Anglo, Glencore et al in need of GHG benchmark as stakeholders struggle to measure success

A QUESTION at a recent Glencore pre-AGM meeting about greenhouse gas (GHG) reduction targets made mention that the group’s short-term targets were being missed.

Glencore chairman Tony Hayward’s response was to say the group’s 40% carbon emissions target by 2035 was consistent with the Paris Agreement, which has called on its signatories to minimise global warming to 1.5 degrees centigrade by that date. “We think the timeframe to lower emissions is realistic,” Hayward said.

The interplay demonstrates that while investment groups welcome the bold, long-term targets, there is scepticism as to whether they will actually be met.

Another manifestation of this scepticism was voiced at the April 26 sustainability report presented by Anglo American in which someone asked why the UK firm hadn’t adopted Glencore’s commitment to reducing Scope 3 emissions.
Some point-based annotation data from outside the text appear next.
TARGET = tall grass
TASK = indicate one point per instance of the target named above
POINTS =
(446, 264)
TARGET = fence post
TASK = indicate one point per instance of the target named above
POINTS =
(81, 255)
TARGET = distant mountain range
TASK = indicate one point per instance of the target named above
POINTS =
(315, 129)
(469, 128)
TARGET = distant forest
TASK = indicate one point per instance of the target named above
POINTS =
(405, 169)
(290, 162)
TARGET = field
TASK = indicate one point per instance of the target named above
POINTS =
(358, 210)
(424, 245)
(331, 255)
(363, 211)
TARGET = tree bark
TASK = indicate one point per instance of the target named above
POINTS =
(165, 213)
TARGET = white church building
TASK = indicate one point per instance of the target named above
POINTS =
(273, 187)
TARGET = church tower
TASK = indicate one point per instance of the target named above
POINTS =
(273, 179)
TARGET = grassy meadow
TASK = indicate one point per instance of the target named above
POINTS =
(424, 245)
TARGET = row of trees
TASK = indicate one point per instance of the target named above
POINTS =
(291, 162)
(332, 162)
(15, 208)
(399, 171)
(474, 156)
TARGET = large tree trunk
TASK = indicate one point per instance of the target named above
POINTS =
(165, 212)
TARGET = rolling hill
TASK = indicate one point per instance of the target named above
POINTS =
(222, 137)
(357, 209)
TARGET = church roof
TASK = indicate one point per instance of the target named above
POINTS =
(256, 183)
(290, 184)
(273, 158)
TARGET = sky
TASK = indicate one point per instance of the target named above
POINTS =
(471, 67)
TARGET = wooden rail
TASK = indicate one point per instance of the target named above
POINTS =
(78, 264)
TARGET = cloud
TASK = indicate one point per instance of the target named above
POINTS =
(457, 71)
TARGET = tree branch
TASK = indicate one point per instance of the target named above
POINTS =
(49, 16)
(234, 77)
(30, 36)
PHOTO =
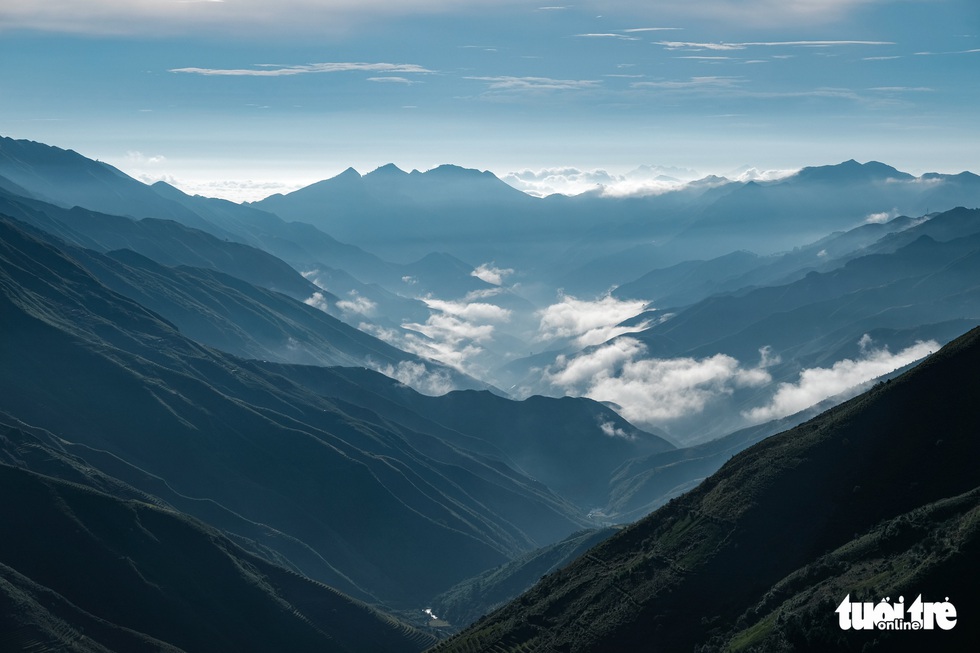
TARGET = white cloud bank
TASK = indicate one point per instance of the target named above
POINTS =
(819, 383)
(660, 391)
(653, 390)
(639, 182)
(589, 323)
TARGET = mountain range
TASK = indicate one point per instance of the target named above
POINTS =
(872, 499)
(477, 389)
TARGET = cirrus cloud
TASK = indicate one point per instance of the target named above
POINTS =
(273, 70)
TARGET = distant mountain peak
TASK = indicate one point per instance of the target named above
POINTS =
(387, 170)
(850, 171)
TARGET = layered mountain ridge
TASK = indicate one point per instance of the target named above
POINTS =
(175, 356)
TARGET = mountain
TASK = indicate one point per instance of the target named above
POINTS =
(68, 179)
(165, 241)
(405, 216)
(875, 498)
(466, 602)
(81, 570)
(241, 443)
(571, 444)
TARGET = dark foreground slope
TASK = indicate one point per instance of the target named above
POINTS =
(875, 498)
(84, 571)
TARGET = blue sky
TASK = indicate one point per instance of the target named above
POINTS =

Scope 3 emissions are those of a mining company’s customers as apart from Scope 1 and Scope 2 emissions which focus on the carbon footprint of the firm’s operations and those of its suppliers, respectively.

Mark Cutifani, Anglo American CEO, responded that there was more than one way to meet the dictates of the Paris Agreement, before acknowledging that: “We do have an issue at the moment in that we honestly don’t believe there are any real effective standards that can be applied”.
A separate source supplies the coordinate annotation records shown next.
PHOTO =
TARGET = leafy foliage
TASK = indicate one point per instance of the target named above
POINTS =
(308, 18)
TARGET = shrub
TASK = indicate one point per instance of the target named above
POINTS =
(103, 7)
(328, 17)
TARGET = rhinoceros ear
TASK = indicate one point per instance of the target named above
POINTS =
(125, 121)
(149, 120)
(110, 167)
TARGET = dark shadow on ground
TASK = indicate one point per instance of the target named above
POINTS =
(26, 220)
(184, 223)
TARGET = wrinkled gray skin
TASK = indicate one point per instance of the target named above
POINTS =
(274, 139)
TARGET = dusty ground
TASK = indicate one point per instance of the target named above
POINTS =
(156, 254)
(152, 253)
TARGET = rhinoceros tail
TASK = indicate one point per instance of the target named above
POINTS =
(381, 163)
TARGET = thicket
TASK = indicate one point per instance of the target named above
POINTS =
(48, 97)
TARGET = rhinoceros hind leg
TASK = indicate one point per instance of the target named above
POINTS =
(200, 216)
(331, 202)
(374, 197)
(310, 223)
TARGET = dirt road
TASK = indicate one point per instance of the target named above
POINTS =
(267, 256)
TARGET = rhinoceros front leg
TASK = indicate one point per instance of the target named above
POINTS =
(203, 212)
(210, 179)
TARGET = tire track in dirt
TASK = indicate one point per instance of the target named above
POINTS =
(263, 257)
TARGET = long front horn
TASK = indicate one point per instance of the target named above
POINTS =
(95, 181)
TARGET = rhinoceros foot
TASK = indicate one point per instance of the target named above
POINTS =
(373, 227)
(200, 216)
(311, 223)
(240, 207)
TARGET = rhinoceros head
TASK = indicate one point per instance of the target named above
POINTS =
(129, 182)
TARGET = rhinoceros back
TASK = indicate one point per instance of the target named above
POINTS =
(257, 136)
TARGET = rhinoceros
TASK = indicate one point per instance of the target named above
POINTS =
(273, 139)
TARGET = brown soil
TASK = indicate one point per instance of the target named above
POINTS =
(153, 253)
“Even our competitors account for the numbers differently: whether it is including ‘trading’, not including ‘trading’,” he said. “We are working our way through different methodologies so that when set targets we’ve worked through the unintended consequences.”

What both questions, and their responses, suggest, is that now mining companies have set their intentions, a standard means of measurement or benchmark needs to be agreed upon.

“We think that having done work on Scope 1 and Scope 2, the inconsistencies in the way the numbers are reported need to be very transparent,” said Cutifani. He added, however, that accounting for GHG, was in its early stages for the mining sector.

“A concrete update on benchmarking progress would be offered in October,” he said, referring to the group’s planned update on its environment, sustainability, and governance targets.